Sales of existing homes increased unexpectedly in February after six months of decline across the country as median sales prices fell sharply.
But in the Chicago area, different trends prevailed. In February, the region's sales of existing homes fell 27 percent to 4,310 homes while average prices were steady, according to a report Monday from the Illinois Association of Realtors.
The report said the median sales price in the nine-county area rose 0.1 percent compared with February 2007 to $240,230.
"Illinois is certainly revealing, through both job growth and state revenue collections, that it is bucking the national trend in the first quarter of the year," said Geoffrey Hewings, director of the Regional Economic Applications Laboratory at the University of Illinois. Hewings helps the Illinois Realtors group prepare its sales data.
The closely watched Chicago condominium market had mixed results last month. The Realtors' report said Chicago condo sales volume was down nearly 10 percent from February 2007 to 1,047 units. At the same time, the median price rose 10.5 percent to $314,900.
Analysts said the market is finding strength in mortgage rates that have remained generally low. Interest rates on 30-year fixed-rate loans are close to 6 percent locally.
The national data in a report from the National Association of Realtors showed sales of existing homes rose by 2.9 percent in February to a seasonally adjusted annual rate of 5.03 million units. It marked the first sales increase since last July, but even with the gain sales were still 23.8 percent below where they were a year ago.
The national report also said the median sales price for single-family homes and condominiums dropped to $195,900, a fall of 8.2 percent from a year ago, the biggest slide in the current housing slump. The median price for just single-family homes was down 8.7 percent from a year ago, the biggest decline in four decades.

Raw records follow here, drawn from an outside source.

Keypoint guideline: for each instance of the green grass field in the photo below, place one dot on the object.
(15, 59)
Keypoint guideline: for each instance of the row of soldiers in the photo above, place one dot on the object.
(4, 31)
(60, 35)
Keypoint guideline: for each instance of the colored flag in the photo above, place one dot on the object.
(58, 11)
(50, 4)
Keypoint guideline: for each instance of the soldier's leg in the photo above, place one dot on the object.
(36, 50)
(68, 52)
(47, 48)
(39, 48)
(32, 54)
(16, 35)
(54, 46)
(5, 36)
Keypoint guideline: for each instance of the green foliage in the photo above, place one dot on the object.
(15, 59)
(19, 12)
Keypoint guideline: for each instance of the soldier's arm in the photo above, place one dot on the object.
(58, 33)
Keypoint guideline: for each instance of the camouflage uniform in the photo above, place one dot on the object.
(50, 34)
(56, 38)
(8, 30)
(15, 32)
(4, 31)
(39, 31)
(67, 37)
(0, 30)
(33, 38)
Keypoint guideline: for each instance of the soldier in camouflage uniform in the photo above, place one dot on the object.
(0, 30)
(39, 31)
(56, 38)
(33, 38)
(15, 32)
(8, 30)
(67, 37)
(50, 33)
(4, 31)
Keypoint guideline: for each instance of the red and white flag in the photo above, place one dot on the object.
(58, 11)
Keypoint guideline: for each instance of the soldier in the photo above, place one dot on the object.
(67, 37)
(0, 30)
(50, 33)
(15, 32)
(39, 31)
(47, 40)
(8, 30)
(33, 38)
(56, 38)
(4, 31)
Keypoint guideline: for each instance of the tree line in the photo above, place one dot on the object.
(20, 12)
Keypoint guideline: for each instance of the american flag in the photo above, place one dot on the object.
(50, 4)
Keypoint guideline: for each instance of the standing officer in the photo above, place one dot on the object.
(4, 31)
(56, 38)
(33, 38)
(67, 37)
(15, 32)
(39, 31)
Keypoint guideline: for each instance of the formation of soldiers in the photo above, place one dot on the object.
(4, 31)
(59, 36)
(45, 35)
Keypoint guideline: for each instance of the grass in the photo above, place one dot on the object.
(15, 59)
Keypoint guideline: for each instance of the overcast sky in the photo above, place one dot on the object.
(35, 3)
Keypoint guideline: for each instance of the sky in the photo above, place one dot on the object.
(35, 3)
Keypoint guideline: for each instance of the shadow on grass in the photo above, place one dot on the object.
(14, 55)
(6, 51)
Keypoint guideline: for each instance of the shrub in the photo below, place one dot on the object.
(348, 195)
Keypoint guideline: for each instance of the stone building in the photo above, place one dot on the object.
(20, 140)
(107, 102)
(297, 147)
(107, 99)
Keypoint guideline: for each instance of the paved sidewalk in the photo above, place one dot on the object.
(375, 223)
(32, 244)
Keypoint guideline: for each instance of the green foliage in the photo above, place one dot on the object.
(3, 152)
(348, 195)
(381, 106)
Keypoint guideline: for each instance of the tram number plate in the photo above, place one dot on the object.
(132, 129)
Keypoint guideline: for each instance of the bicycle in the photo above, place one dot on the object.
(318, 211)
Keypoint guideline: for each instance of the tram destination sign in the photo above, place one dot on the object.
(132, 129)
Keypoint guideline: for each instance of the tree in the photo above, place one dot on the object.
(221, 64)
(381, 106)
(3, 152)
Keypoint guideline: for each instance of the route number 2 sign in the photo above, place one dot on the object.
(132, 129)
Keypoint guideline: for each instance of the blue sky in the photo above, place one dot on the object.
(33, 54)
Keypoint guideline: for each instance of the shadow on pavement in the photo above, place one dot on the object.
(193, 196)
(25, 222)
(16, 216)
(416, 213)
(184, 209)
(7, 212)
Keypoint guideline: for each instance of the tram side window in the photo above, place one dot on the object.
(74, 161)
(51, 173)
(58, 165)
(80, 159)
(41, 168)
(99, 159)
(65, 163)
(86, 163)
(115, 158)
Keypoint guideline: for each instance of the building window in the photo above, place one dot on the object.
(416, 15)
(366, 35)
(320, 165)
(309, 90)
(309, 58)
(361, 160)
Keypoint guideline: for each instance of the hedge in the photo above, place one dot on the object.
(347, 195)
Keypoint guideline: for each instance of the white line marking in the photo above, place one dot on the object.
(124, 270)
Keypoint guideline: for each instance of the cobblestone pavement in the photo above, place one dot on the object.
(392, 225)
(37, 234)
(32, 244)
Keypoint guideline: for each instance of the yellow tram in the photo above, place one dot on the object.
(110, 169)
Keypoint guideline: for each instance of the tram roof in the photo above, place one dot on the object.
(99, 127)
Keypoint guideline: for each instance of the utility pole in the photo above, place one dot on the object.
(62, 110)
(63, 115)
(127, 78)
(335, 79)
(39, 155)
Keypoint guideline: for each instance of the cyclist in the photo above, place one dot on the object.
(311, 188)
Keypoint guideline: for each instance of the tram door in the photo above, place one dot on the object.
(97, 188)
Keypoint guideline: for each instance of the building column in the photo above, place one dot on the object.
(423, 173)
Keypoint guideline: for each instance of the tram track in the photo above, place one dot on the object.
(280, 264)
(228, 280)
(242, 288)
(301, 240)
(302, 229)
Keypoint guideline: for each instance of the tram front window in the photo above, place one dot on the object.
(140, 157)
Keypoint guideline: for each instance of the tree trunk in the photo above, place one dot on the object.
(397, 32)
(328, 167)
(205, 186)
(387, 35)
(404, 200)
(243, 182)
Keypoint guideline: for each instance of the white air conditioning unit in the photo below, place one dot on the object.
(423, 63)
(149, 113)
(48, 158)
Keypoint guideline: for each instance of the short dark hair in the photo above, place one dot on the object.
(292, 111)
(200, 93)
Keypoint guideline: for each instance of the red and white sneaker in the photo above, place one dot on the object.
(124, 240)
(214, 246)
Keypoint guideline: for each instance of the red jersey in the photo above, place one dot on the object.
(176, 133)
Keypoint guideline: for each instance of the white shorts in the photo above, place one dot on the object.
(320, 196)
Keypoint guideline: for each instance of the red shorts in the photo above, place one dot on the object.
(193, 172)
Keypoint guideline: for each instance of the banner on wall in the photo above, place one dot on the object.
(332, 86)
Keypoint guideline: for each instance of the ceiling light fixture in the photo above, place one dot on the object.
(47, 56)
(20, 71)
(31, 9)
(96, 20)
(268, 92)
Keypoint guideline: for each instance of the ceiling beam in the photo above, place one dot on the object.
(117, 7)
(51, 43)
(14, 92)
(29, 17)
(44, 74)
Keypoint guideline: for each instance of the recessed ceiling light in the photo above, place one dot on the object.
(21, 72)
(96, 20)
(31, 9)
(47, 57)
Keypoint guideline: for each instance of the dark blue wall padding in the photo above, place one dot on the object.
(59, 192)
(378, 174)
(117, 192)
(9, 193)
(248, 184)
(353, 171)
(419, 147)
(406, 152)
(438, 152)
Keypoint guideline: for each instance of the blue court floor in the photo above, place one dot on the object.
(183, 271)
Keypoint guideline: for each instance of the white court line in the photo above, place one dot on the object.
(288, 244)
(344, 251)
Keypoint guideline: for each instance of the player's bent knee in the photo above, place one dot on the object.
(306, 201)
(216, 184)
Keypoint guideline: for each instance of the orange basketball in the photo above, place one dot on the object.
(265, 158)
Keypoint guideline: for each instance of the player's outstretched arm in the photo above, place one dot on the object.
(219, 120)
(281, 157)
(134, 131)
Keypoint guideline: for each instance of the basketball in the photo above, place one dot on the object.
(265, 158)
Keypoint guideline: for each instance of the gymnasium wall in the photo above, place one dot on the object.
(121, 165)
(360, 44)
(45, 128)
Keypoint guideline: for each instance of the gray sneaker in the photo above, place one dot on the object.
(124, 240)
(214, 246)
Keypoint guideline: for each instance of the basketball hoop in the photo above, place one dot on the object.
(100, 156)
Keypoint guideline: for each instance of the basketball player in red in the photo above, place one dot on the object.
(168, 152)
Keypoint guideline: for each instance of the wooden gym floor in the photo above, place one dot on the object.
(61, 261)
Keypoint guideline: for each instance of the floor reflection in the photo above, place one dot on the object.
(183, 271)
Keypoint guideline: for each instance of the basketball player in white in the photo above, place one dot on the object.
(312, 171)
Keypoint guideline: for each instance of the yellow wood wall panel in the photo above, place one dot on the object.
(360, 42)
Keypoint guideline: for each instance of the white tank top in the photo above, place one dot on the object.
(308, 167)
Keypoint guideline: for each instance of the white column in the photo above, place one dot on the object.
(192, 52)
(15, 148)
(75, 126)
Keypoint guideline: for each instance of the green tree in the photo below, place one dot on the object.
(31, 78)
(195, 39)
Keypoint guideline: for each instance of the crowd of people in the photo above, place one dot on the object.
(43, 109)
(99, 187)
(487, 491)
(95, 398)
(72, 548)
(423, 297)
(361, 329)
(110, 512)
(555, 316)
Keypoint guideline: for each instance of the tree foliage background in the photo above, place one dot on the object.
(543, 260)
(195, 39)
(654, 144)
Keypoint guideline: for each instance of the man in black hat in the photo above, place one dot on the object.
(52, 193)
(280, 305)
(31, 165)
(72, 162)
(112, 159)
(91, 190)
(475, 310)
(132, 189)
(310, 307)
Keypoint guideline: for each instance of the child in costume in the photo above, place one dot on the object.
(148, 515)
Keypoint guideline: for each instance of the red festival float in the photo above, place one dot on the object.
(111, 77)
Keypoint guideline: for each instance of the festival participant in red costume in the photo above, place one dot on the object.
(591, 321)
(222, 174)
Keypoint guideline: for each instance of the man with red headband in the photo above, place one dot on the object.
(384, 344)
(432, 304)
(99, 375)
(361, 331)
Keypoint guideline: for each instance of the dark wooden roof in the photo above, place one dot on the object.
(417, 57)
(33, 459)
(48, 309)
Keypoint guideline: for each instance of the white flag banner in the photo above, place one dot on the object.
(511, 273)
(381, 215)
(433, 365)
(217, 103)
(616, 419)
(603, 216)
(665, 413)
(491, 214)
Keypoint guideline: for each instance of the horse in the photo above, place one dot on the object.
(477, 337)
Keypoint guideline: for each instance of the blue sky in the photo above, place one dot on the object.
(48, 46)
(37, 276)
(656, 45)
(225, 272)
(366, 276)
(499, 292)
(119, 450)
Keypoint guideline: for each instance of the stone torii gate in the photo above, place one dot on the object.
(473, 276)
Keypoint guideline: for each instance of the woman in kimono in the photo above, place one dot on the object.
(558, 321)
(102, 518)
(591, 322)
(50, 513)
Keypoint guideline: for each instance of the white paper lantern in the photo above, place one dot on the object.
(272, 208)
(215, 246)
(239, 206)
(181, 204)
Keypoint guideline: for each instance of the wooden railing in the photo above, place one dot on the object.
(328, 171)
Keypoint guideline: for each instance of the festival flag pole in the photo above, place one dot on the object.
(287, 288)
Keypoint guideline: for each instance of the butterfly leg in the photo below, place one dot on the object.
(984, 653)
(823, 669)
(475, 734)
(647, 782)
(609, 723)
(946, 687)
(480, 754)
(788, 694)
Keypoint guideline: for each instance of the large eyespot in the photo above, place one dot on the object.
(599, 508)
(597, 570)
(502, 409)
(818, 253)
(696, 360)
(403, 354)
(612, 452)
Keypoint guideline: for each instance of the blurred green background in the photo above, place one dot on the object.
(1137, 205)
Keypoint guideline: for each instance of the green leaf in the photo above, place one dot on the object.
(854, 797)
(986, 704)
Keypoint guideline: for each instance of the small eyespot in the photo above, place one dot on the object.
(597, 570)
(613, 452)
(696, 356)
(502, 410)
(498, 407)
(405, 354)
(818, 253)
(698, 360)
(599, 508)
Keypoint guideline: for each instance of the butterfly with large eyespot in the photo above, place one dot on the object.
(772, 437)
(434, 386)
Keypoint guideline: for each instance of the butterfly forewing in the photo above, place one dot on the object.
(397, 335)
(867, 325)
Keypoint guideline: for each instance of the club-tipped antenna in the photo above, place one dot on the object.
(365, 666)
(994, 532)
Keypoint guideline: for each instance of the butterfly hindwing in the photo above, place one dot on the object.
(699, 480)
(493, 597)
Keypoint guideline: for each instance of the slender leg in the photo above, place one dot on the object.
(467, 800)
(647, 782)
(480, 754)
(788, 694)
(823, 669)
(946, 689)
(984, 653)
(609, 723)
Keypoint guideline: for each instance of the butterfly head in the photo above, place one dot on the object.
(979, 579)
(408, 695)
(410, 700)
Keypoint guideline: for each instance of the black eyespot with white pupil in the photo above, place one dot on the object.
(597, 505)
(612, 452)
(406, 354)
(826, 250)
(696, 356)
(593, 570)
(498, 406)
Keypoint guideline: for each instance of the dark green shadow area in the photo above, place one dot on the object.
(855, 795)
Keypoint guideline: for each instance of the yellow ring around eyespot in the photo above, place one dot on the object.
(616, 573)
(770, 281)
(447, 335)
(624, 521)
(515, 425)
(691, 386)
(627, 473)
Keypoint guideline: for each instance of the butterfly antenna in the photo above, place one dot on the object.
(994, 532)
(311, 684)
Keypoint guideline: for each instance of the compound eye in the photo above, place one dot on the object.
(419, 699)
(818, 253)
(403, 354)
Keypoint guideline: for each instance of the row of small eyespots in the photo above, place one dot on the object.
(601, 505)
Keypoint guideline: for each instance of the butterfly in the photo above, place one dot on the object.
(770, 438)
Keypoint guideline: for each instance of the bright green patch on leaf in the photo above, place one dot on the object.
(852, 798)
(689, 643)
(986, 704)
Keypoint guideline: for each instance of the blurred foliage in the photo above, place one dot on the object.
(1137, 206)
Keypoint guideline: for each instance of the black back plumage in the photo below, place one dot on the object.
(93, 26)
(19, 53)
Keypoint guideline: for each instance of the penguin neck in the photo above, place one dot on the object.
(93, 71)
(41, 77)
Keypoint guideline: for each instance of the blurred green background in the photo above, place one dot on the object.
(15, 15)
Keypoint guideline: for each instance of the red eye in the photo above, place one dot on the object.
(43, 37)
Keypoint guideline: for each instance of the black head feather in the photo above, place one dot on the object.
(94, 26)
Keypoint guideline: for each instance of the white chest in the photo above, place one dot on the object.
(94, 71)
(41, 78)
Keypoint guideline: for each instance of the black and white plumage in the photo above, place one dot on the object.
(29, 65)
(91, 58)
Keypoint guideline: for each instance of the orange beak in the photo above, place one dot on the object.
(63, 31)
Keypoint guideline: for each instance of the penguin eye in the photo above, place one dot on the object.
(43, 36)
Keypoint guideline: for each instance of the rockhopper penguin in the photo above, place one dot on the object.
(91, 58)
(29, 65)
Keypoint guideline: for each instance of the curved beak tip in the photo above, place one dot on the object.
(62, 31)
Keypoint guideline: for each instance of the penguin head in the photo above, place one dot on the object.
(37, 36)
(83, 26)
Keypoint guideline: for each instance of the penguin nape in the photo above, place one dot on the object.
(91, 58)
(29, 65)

Wall Street, which had been expecting another decline in sales, was encouraged by the February increase. But economists said they still believed any sustained rebound was many months away.
''The hemorrhaging has stopped but the recovery will be long, slow and painful,'' said Bernard Baumohl, managing director of the Economic Outlook Group. ''It's unlikely that we will see any sustained jump in home purchases, much less higher prices, until mid-2009 at the earliest.''
Lawrence Yun, chief economist for the Realtors, said that some formerly hot markets in California and Florida were seeing significant price declines now as sellers are cutting prices to attract buyers.